Behind the curtain at historic moment
Friday wasn’t going to be a typical day. I knew that Oct. 30 when I got an email from President Obama’s campaign that stated Vice President Joe Biden was planning campaign stops in Beloit and Superior.By: By Shelley Nelson, Superior Telegram
Friday wasn’t going to be a typical day. I knew that Oct. 30 when I got an email from President Obama’s campaign that stated Vice President Joe Biden was planning campaign stops in Beloit and Superior.
Of course that schedule was subject to change after Hurricane Sandy tore up the East Coast. Honestly, I expected it to change. Still, I assigned everyone on staff — including our sports team — to a task “if this happens.”
I just never imagined how atypical it would be until I was making an early morning to Telegram Photographer Jed Carlson to gather some personal information I normally don’t need.
Friday, it was essential so the Secret Service could do a background check after being asked to join the campaign for a secret second stop.
In 15-plus years, it was the first time the Secret Service was ever called on to check our credentials. That’s in spite of covering as many as six elections in a year, and interviewing two presidential candidates face-to-face in 2004 — Howard Dean and John Kerry, the presumptive candidate at the time to challenge President George W. Bush.
But then again, when you’re traveling with the vice president of the United States — even in the last van of a long procession of vehicles, those Secret Service types want to know you’re not a threat to the nation’s second in command.
The location wasn’t disclosed for security reasons.
A few hours later, we got the all clear to go, and instructions on what was expected of us.
The event itself was a typical campaign event — live music by Blue Collar Blues Club of Duluth, lots of loud music pumping up the crowd, a lengthy wait and finally the main attraction — Biden — giving a stump speech and greeting those nearest him.
Biden’s blunt, call-it-like-you-see-it style is something I like about him.
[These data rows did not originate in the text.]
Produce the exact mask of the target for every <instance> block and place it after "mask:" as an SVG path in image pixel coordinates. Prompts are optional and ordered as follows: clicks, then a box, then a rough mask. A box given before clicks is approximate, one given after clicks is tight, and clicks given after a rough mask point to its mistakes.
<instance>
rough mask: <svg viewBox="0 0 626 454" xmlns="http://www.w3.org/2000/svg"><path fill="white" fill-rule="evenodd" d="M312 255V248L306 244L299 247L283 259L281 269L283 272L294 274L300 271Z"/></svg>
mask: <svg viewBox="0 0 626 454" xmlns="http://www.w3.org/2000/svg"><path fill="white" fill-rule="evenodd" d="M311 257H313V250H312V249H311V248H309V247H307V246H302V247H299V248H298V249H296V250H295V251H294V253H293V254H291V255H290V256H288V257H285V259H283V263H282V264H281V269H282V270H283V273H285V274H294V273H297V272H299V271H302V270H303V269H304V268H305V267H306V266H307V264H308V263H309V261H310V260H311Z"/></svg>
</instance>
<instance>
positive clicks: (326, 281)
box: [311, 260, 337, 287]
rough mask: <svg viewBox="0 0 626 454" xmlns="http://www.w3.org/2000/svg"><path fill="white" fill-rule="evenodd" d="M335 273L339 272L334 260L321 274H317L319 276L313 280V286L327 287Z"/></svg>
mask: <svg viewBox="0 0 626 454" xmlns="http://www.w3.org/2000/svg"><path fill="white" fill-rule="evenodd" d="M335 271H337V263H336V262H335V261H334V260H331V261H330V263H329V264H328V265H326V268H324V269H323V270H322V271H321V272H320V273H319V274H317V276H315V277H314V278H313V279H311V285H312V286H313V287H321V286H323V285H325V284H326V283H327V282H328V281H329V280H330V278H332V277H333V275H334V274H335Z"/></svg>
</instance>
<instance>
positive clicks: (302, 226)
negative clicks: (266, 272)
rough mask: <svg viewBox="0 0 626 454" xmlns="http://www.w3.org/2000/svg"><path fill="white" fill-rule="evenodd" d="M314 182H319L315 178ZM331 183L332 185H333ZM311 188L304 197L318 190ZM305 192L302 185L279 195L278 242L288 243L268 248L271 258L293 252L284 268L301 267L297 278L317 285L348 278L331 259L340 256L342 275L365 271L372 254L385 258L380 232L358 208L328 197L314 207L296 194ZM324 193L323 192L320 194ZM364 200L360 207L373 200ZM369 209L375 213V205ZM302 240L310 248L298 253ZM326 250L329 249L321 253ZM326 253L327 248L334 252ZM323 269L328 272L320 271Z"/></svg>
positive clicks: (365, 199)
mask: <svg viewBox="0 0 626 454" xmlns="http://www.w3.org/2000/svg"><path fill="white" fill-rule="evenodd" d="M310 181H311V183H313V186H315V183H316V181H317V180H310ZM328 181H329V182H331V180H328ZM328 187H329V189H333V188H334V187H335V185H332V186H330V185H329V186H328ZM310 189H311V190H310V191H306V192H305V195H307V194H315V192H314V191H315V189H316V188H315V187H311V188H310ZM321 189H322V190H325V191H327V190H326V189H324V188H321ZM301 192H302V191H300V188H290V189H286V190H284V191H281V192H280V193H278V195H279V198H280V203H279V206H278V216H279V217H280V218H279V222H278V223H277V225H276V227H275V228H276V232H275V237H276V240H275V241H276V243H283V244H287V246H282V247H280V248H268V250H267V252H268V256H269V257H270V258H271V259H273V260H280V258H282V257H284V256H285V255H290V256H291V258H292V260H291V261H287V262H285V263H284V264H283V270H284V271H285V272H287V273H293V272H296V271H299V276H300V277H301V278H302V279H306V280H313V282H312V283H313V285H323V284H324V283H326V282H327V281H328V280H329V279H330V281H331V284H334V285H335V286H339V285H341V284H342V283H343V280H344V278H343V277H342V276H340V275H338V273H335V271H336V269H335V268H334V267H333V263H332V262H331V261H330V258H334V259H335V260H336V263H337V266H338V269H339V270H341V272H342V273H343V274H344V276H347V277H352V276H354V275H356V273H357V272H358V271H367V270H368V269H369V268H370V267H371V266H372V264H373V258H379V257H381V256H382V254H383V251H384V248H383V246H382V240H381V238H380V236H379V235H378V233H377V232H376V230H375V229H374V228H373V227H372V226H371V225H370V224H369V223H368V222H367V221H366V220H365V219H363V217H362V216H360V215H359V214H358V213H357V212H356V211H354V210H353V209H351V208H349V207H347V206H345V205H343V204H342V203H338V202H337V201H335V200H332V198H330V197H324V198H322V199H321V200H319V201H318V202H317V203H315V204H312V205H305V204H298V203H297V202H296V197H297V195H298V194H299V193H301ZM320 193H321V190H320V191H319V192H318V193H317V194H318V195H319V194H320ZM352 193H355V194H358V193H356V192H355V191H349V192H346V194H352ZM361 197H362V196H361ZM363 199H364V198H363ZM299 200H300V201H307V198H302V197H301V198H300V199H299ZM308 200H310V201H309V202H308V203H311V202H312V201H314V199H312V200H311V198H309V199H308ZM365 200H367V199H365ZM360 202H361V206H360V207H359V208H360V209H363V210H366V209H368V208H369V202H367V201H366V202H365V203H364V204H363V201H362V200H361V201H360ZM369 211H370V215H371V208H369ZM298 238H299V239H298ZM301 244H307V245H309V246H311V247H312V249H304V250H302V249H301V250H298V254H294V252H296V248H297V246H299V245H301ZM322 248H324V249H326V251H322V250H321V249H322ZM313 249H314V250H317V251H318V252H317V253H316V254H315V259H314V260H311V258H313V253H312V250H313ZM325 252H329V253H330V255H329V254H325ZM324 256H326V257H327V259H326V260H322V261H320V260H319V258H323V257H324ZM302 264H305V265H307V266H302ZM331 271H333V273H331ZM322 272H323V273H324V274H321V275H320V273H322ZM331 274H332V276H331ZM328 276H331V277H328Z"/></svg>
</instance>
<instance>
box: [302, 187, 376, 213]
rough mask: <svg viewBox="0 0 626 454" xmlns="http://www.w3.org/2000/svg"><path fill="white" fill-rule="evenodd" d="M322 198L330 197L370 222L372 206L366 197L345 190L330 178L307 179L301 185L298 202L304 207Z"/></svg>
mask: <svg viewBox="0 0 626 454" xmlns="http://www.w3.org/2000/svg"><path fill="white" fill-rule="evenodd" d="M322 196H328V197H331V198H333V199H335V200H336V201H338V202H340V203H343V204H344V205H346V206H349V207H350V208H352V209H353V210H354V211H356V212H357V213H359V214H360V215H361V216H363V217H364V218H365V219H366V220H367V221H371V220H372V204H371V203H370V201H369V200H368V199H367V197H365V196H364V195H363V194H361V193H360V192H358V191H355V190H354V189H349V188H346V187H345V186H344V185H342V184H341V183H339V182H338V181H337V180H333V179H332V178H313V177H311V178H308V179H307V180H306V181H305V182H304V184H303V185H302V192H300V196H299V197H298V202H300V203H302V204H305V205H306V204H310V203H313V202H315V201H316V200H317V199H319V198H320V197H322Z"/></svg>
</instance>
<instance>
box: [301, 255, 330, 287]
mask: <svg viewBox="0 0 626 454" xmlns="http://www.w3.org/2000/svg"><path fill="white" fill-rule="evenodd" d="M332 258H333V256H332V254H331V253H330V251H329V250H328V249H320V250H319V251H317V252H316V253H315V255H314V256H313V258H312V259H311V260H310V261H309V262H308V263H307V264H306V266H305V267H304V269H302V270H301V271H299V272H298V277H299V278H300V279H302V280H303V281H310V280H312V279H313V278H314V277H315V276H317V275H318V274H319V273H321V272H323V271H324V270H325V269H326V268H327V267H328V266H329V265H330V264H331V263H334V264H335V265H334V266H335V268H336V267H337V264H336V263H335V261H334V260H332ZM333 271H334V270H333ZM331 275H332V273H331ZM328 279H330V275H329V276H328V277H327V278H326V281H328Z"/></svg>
Still it was a typical stump speech in many respects.
After the speech, music pumped from speakers as the vice president shook hands with local residents and dignitaries — even saluting 90-year-old Wallace Checkalski, of Weyerhauser, Wis., a World War II fighter pilot.
That’s when things turned surreal as campaign staffers gathered us together to follow the national press corp. that travels with the vice president for the motorcade to the second stop.
For this veteran reporter, who’s covered many, many elections and campaigns, I admit, I was a bit overwhelmed.
Even a mayor’s or governor’s race isn’t this complicated.
It was the first time I’d seen snipers on the roof of the middle school.
I doubt that was the case when President Calvin Coolidge resided at Central in the summer of 1928 — the junior high I attended in 1979-1980.
And I seriously doubt President Harry S. Truman, who delivered a stump speech from the platform on the back of a train on Ogden Avenue needed a guy like the one we ran into behind the school. He claimed he had the toughest job in the campaign — keeping the vice president from straying from the speech as he ran the teleprompter.
Still, that was 1948 —64 years ago — and this was a rare moment in Superior’s history.
Then there was the ride down Hammond Avenue.
It’s a drive I’ve made many more times than I would venture to guess. However, I’d never seen pockets of people lining the route, taking photos and videos with cameras and phones, waving and hoping to get a glimpse of the vice president.
I was ill-prepared for the speed with which I would need to move. Jed and I were chastised by a Secret Service agent when we didn’t enter the building with the national media.
We felt bad for the Secret Service agent who had only seconds to memorize our faces before the motorcade procession when we learned he was chastised too for not handling us better. He told us so as we walked back to the van, telling us not to feel bad — it happens.
Jed and I aren’t used to the break-neck pace of the national media that travel with the vice president.
Thank goodness we don’t operate that way all the time; I would hate to give up the luxury of a good conversation when there’s a great story to be told.
Still, it was a different view to go behind the curtain — if only for a moment — during this historic moment in the small city we know as Superior.